A burning question from the first international BPAN symposium: is restoration of autophagy a promising therapeutic strategy for BPAN?

Abstract

Beta-propeller protein-associated neurodegeneration (BPAN) is a rare neurodegenerative disease associated with severe cognitive and motor deficits. BPAN pathophysiology and phenotypic spectrum are still emerging due to the fact that mutations in the WDR45 (WD repeat domain 45) gene, a regulator of macroautophagy/autophagy, were only identified a decade ago. In the first international symposium dedicated to BPAN, which was held in Lyon, France, a panel of international speakers, including several researchers from the autophagy community, presented their work on human patients, cellular and animal models, carrying WDR45 mutations and their homologs. Autophagy researchers found an opportunity to explore the defective function of autophagy mechanisms associated with WDR45 mutations, which underlie neuronal dysfunction and early death. Importantly, BPAN is one of the few human monogenic neurological diseases targeting a regulator of autophagy, which raises the possibility that it is a relevant model to directly assess the roles of autophagy in neurodegeneration and to develop autophagy restorative therapeutic strategies for more common disorders.Abbreviations: ATG: autophagy related; BPAN: beta-propeller protein-associated neurodegeneration; ER: endoplasmic reticulum; KO: knockout; NBIA: neurodegeneration with brain iron accumulation; PtdIns3P: phosphatidylinositol-3-phosphate; ULK1: unc-51 like autophagy activating kinase 1; WDR45: WD repeat domain 45; WIPI: WD repeat domain, phosphoinositide interacting.

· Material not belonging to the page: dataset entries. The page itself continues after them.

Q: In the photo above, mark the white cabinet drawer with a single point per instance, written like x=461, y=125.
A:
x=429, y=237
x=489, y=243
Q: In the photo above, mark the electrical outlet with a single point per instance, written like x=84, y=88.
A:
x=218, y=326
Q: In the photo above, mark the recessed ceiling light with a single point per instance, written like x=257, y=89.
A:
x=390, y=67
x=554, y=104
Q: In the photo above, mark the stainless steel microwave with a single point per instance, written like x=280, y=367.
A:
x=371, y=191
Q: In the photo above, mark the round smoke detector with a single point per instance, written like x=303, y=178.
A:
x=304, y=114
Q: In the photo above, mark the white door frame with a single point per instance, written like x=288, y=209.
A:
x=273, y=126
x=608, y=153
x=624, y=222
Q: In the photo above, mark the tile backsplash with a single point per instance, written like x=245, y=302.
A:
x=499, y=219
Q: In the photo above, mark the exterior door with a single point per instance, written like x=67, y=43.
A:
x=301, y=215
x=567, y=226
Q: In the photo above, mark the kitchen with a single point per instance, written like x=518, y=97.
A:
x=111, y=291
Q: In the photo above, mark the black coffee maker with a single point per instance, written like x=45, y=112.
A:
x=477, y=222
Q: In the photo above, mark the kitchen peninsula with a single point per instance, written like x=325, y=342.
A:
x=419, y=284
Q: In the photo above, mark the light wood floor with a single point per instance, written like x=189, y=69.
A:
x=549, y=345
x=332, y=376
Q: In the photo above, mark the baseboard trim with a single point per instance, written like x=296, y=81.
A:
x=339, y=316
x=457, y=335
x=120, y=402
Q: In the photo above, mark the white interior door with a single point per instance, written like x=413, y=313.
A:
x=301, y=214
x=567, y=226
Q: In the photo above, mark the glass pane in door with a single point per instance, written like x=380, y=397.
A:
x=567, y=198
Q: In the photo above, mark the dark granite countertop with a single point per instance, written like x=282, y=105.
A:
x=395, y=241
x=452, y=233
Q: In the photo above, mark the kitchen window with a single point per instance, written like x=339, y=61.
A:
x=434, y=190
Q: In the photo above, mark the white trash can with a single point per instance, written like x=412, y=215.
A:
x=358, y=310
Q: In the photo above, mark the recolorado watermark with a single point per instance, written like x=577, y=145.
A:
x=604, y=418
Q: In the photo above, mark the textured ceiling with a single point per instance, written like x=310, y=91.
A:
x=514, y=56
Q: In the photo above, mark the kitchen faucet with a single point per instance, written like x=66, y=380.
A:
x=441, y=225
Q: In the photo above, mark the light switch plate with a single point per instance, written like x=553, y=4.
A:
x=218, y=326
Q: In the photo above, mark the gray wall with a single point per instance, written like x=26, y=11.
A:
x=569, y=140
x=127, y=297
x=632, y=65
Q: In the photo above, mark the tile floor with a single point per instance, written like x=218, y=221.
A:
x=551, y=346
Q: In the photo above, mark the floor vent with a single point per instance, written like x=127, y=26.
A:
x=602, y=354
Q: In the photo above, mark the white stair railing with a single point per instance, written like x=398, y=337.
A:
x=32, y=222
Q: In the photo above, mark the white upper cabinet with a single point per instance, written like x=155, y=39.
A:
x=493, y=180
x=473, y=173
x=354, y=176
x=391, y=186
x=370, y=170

Keywords: Brain; ferritinophagy; iron; macroautophagy; neurological disease; therapy.

Figure 1.

The role of WDR45 in autophagy. (A) Schematic representation and 3D structure of WDR45. The 3D structure was generated by Alpha fold structure prediction. The 3D structure of WDR45 and WIPI1, WIPI2 and WDR45B/WIPI3 are similar in which the 7 WD repeats of WDR45 fold into a beta propeller [22]. WD1 to WD7 repeats are represented with the same color codes in the schematic and the 3D structure representation. Mutated residues localized in the PtdIns3P and ATG2 binding domains are shown with red and blue stars, respectively. The mapping of the reported WDR45 variants is not shown but those variants are distributed throughout the protein domains with no particular hotspots [33]. WDR45 variants all lead to BPAN, with a broad phenotypic spectrum and varied severity. (B) Schematic representation of the autophagy process and WDR45 interaction partners. Under fed conditions, WDR45 interacts with ATG2 in a complex with AMPK and ULK1. In this complex, ULK1 is inactive. Upon starvation and activation of AMPK by STK11/LKB1, the AMPK-ULK1-ATG2-WDR45 complex dissociates. On the one hand, AMPK activates the ULK1 complex by its phosphorylation and also inhibits MTOR. This results in the activation of the class III phosphatidylinositol 3-kinase complex and PtdIns3P production. On the other hand, the WDR45-ATG2 part of the complex is dissociated from the rest of the complex and localizes at the nascent autophagosome, where it presumably promotes maturation. In addition, WDR45 by interacting with EPG5 favors the fusion of autophagosomes with lysosomes.